Last two batches were not dry hopped, but were cube hopped and there is no noticable reaction (probably means I react only to larger amounts).

So easy and happy ending - I just have to avoid dry hopped beers, which I'm not that bothered about any how as I mostly like late hopped real ale.
 
Here are some differences between amber ale and 150 lashes:

  • Amber Ale is made at West End, and 150 lashes at Tooheys. Very few JS beers are still brewed at Maltshovel due to the supply/demand mismatch.
  • Amber ale is all malt, 150 lashes has a substantial wheat bill - are you sensitive to gluten?

After doing work at both breweries I highly doubt that dry hopping will result in pollens flowing through; the beer is filtered totally bright before being clouded with a clouding agent and then bottled (yes - that cloudiness that people think is yeast is actually an additive in most commercial beers). Have a look around for stuff on "bio cloud". Perhaps that could be the culprit.

Now, Heineken is also brewed at Tooheys in Australia. However, Heineken have some of the most stringent standards in the world for breweries that brew their beer under license so I wouldn't say that their practise is sloppy as such. You can get a Heineken anywhere in the world and it will taste the same (typically!). Tooheys use caustic soda for CIP fluids; no sulphites there.

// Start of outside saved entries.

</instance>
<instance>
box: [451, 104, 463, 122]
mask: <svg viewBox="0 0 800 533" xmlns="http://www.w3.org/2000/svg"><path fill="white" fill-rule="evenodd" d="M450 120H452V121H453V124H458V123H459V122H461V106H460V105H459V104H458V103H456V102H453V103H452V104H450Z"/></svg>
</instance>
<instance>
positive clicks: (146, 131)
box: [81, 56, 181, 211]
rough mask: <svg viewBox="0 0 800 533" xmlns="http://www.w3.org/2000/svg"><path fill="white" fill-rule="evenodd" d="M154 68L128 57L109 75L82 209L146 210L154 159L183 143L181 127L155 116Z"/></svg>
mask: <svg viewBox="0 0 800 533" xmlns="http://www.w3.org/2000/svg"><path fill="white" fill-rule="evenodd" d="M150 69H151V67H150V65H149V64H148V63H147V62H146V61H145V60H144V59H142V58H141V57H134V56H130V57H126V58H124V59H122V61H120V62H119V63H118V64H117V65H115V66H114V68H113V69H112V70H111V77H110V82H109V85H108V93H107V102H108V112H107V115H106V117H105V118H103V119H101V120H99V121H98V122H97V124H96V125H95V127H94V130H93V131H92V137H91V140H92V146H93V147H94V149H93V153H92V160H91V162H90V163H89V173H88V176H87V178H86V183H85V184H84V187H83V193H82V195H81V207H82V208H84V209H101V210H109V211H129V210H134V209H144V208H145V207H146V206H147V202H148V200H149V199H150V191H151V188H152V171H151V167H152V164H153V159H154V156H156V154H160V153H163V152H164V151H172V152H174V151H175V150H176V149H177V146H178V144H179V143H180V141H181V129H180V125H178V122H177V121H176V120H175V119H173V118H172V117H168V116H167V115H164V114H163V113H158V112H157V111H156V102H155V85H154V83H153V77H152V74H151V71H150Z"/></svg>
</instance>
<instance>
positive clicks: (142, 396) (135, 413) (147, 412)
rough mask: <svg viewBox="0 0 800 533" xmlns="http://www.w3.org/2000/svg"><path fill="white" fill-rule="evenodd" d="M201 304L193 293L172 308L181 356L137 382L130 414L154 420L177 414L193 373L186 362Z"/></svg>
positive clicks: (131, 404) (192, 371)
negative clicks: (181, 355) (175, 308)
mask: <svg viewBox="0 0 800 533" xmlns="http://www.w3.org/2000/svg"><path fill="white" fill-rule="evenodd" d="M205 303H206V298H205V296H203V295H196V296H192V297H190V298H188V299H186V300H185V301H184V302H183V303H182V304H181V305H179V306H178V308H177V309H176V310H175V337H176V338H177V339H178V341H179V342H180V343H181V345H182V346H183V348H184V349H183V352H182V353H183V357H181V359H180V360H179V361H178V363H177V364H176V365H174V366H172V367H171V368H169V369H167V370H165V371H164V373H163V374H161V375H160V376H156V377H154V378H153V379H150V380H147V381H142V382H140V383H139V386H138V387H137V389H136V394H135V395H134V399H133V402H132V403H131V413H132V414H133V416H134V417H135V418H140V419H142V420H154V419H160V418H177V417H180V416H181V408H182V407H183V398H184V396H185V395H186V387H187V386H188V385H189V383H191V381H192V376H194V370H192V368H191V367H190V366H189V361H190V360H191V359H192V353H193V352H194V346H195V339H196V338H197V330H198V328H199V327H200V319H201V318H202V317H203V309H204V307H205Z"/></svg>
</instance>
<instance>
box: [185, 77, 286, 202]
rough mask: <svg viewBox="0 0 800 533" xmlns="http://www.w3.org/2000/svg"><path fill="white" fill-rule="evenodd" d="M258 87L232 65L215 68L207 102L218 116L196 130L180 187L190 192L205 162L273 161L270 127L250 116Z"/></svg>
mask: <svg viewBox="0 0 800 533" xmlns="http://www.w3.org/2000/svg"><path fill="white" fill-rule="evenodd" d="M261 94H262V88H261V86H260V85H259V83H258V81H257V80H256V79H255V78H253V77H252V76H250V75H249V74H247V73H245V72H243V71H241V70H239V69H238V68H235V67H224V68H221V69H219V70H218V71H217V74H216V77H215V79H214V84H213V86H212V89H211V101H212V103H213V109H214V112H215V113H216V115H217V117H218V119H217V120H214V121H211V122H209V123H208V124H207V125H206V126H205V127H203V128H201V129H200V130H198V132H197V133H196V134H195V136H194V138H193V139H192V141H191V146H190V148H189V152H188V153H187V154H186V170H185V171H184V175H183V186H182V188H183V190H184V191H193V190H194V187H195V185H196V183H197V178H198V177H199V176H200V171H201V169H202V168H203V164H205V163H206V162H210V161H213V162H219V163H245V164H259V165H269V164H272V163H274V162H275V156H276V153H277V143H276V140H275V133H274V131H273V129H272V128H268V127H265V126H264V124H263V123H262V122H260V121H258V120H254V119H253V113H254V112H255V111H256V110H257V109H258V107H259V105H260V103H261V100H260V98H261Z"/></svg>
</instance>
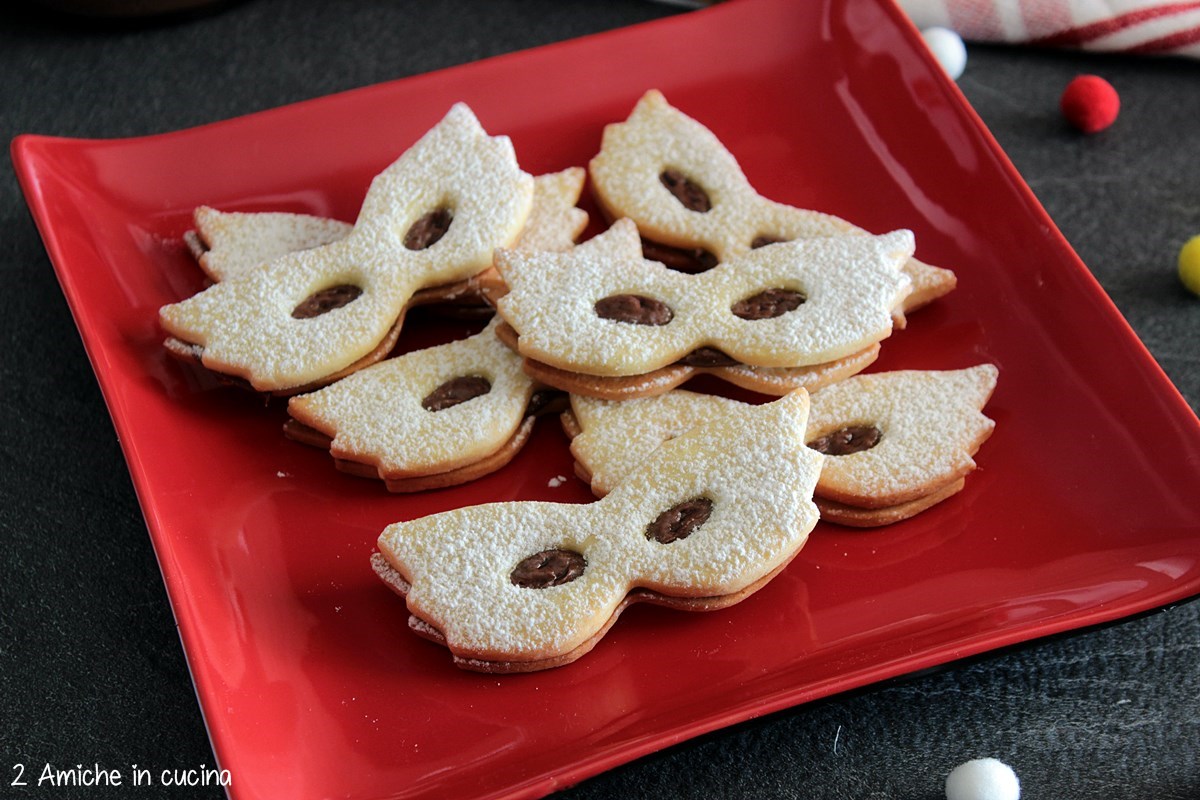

All commercial beer is pasteurised. Bottles are tunnel pasteurised whereby the bottles are raised to 70 deg or so for a number of minutes - could this convert sulphur (abundantly present from Heineken lager yeast) to sulphites?
 
Seeker said:
I found another smaller one which I think is histamines, either in the food, or that causes a release when eaten.
You are not allergic to histamines, you are sensitive to something in foodstuffs that causes the degranulation of mast cells (a type of white blood cell), which results in histamine release and the subsequent symptoms (itch, wheeze, rash etc)


klangers said:
  • Amber ale is all malt, 150 lashes has a substantial wheat bill - are you sensitive to gluten?
wheat or barley based, it doesn't really matter. Both grains contain gluten and will set off someone who is sensitive.